Hi Damian —
Sorry not to keep up with this thread lately. Last week was very busy and
I'm still catching up.
I was probably unclear. What I meant by "wholesale" is that when the
language is told "reduce this 2D array by columns" or "by rows", a partial
reduction operator permits the implementation to have each task iterate
over its local portion of the 2D array in whatever order it wants (e.g., a
cache-friendly one) accumulating values into a local scratch vector before
combining them with those of other tasks. So the "wholesale" was meant to
reflect the idea that a partial reduction specifies the operation as a
whole permitting the implementation to implement it all at once.
By contrast, typical workarounds when partial reductions are not available
tend to do things like compute a complete reduction over a row-sized slice
of the 2D array, one row at a time, which is a lot more constrained in
terms of how it's computed.

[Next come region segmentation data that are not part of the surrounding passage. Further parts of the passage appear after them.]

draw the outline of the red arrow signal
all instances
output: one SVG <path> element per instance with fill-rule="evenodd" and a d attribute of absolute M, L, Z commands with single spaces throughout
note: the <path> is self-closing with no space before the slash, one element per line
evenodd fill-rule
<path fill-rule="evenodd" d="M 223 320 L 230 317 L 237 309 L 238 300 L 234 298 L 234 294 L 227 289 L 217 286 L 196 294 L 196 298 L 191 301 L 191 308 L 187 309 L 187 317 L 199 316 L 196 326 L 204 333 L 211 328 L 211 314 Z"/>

This is a big part of why we want partial
reductions in the language. E.g., imagine something like:
colVect = + reduce(...something specifying "across rows")
(Mat * rowVect);
as opposed to something like:
forall r in rows do
colVect[r] = + reduce (Mat[r, ..] * rowVect);
(where both of these are intended as rough sketches). The overheads of
this second form for a shared-memory Mat are not great; for a
distributed-memory Mat, they're even more embarrassing.
I'm surprised your serial version would still be 60% behind Fortran; it
seems like we ought to be able to reach parity without too much trouble.
Can you share the code?
-Brad
Brad Chamberlain Principal Engineer
Cray, a Hewlett Packard Enterprise company
901 Fifth Ave, Suite 1000 | Seattle, WA 98164
+1-206-701-2077 [email protected] www.cray.com
On Tue, 28 Jul 2020, Damian McGuckin wrote:
On Mon, 6 Jul 2020, Brad Chamberlain wrote:
I want to note that the pattern you're expressing here is what we'd call a
partial reduction in Chapel; a long-intended but not-yet-completed feature,
the motivation for it being that expressing a row- or column-wise reduction
like this can be done much more efficiently when computed wholesale rather
than a row or column at a time, particularly for distributed arrays.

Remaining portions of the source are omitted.